Finished concrete modular buildings!

Final touches, at last. This was actually done in the last week, so now I’m caught up on blogging.

This was only two things. First, weathering; bottom layer 5×7 and 7×7 units got grime. I played around with acrylic pastels for the grime. First with a makeup brush, which is going to be GREAT for figures that need a dusting to blend into their bases better but really isn’t enough for the grime I was going for. Then I just rubbed a line on the outside corner of the base and rubbed it with a finger. That came out great.

Second, graffiti. Tried to go for different styles, played around with the airbrush settings a little.
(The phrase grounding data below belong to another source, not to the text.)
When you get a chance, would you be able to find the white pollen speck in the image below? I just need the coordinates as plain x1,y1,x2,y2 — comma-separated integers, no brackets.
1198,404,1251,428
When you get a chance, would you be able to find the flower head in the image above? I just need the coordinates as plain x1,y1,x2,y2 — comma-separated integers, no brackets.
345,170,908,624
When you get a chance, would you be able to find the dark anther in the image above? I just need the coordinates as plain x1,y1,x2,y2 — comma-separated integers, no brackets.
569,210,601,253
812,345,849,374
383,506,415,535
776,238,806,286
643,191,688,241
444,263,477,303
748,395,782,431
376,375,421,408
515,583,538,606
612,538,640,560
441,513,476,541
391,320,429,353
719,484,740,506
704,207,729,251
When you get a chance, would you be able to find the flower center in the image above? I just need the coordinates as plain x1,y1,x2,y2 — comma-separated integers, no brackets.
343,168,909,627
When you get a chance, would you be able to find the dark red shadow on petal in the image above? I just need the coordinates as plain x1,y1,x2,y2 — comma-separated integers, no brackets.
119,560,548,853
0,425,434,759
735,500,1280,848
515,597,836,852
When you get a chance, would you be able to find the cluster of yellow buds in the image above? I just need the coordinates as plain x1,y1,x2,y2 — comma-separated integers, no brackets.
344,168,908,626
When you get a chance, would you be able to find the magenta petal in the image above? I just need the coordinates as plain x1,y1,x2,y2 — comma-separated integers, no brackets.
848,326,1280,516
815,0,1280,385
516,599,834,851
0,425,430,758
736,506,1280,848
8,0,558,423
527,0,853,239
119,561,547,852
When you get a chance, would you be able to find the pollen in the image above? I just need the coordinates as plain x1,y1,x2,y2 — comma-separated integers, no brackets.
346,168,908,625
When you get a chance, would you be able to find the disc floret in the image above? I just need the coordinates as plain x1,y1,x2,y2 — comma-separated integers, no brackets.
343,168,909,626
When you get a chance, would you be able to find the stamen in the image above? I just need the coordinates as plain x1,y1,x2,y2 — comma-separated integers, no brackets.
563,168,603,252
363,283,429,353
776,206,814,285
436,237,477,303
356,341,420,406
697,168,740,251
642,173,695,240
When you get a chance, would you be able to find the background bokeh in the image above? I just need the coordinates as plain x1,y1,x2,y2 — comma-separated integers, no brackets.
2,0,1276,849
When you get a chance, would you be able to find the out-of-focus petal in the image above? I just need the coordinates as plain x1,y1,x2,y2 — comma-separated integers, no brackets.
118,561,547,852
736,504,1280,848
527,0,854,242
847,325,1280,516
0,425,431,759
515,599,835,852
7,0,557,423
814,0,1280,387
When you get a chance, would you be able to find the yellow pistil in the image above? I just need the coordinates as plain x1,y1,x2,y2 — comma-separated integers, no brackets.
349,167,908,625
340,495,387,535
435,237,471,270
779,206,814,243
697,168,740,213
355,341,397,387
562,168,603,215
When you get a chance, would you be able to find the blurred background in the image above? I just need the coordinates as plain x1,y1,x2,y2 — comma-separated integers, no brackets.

After I spent half an hour cleaning it because I’d let it dry dirty without knowing and the nozzle was blocked. 9_9 So, a white base for Doge and cum, then an attempt to get letter shapes with just a fuzzy airbrush spray- mimicking actual graffiti style, but I don’t think they spray quite as diffuse. cum was easier because it was just one colour. Doge took a little more squinting and squirting to try and get a blend, which I more or less managed. Good enough for “graffiti by end stage capitalist hellscape punk teens” vibes, at least. The skull I tried for a more detailed background but didn’t have the fine control with ink, it spiderwebbed if I got too close. Ended up just hosing some bright colours in and then sketching a skull. All the black- letter outlines, scribbles- were just a sharpie. The All Cats Are Beautiful was way fuzzier than I wanted but looks okay for a first try. The boogie bag… eh. I was aiming for “someone had a can of black and 30 seconds,” so I nailed it, but I’m not an artiste of the line variety. I did manage to get the height just right so when it’s covered by a building lip it ends at the important part- same as the cat sketch.

Then I stacked ’em up, put some SF minis on ’em, and was impressed for 30 seconds before I started thinking about what to make next. These are good enough and I like ’em, I’d do a lot of things different if I restarted from scratch, but that’s the point. Onward!